Indonesia Pembajak Software Nomor 3
TEMPO Interaktif, Jakarta:Posisi Indonesia dalam pembajakan software atau peranti lunak komputer naik menjadi peringkat ke-3 dunia dari sebelumnya peringkat ke-5. Demikian menurut Presiden Direktur Microsoft Indonesia Tony Chen dalam jumpa pers setelah bertemu dengan Presiden Susilo Bambang Yudhoyono kemarin.
Menurut Tony, sekitar 87 persen peranti lunak yang digunakan di Indonesia adalah hasil pembajakan. "Kami minta penegakan hukum dari pemerintah," ujar Tony.

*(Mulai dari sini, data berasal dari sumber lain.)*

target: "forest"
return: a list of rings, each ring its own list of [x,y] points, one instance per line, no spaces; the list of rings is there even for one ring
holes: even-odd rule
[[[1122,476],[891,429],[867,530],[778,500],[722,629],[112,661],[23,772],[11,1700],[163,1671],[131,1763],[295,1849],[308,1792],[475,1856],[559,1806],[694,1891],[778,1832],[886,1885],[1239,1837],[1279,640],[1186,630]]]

Dia menambahkan kerugian akibat pembajakan itu mencapai US$ 187 juta.
Tony membantah jika pembajakan ini disebabkan oleh peranti lunak yang tidak terjangkau oleh masyarakat. Microsoft, kata dia, banyak menjual produknya dengan diskon 90 persen bagi penggunaan di perguruan tinggi.
Menteri Komunikasi dan Informatika Sofyan Jalil menyatakan pemerintah sangat prihatin dengan kondisi pembajakan peranti lunak di Indonesia. Pemerintah, dia melanjutkan, telah membentuk tim nasional penanganan pembajakan peranti lunak, yang berada di bawah koordinasi Menteri Koordinator Politik, Hukum dan Keamanan Widodo A.S.